I’ve been worried about arriving on my own, about doing it on my own. So much so that I’ve forgotten to prepare for the enormity of it, the emotions. It hits me so hard as we approach the church in the funeral car that I’m surprised I make it out without falling. My legs are like marshmallows. I must be frighteningly pale because a tall man rushes over and puts a solid arm around me and I think it’s one of Arthur’s cousins but I’m not sure which one because they all look the same. He smells a bit like Arthur, too, like coffee and shaving foam, and I know, then, that this will be one of the hardest days. Of course it will. Up there with us finding Bill, with the losses of Mother and Dad, and Dot. So many people I loved have gone. My little corner of the world is emptying out. I have to wonder why I’m still here.

‘Are you all right, Mabel?’ the cousin asks, and I cast around for his name but there’s nothing.

‘Yes, I think so.’

The vicar comes out, then, and makes a beeline for me. Steers me inside and to the front row.

‘This is where Arthur’s beloved should be. Is there anything you need to tell me, Mabel, before we start? Have you decided whether or not you’d like to speak?’

‘I will,’ I say. And I catch myself, turning to the side for Arthur’s approval. Old habits.

Throughout the service, I feel like there’s a moth caught in my ears, flapping wildly. I don’t hear a word. So when it’s time for me to go up, someone in the row behind has to touch my shoulder, and then the moth falls silent as I walk up to the lectern and all I can hear is the click clack of my low heels.

‘Thank you for coming today,’ I start, and my voice squeaks. I stop, clear my throat. ‘Arthur would have loved to see you all.’ I almost go, then, thinking about the way his face would have broken out into a big grin at the sight of everyone gathered here, and how sad and pointless it is that they’re here now, after he’s gone, and we’ll all say nice things about him, but wouldn’t it have been better if we’d said them to his face? Why do we wait until people are dead to talk about how we felt? The vicar walks over and touches my hand with his slightly damp one, and it grounds me. He leans in, whispers, ‘Remember you don’t have to do this.’

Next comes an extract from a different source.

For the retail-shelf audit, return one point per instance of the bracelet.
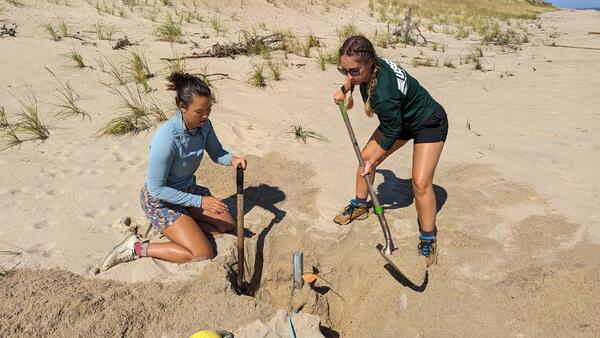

I nod. I know he means well, but I do have to do this. It’s probably the last important thing I’ll do. I can pull it together. I can. I blink away tears and give the inside of my arm a sharp pinch. I haven’t written anything down. Wasn’t even sure I knew what I was going to say. But now I do.

‘We’ve all got our own memories, and I’m sure you’ll tell me some stories later that I haven’t heard. So here’s one for all of you, from me. Sixty-four years ago, on a cold and calm March day, we said goodbye to my brother Bill, right here in this church. I don’t think anyone here knew Bill, but he was twenty-five, and he was a wonderful brother and man, and his death was unexpected and sudden and cruel. That day, I didn’t know how I was going to get through. But Arthur, who was my brother’s best friend, stood beside me in the pew and put a steady hand on my arm, and somehow that helped me to carry on breathing. And afterwards, when we were standing by his grave and watching him being lowered into the ground, Arthur took hold of my hand and didn’t let it go until it was all over.

‘I was drowning in grief, and he saved me. For the next few months, he called into the house to ask after me and my parents, and he asked me to go to dances, though it was a long time before I could face that. He took me to the cinema and let me cry silently in the darkness, always with that steady hand on my arm. And it felt like I blinked and it was winter. I’d lost months to that grieving, only leaving the house to go to work. And one day in November I told Arthur I was feeling a bit brighter, a bit more able to cope, and he said he was pleased. The following day, he took me to a dance and he asked me to marry him, and I knew I wouldn’t find a kinder or more generous man to spend my life with.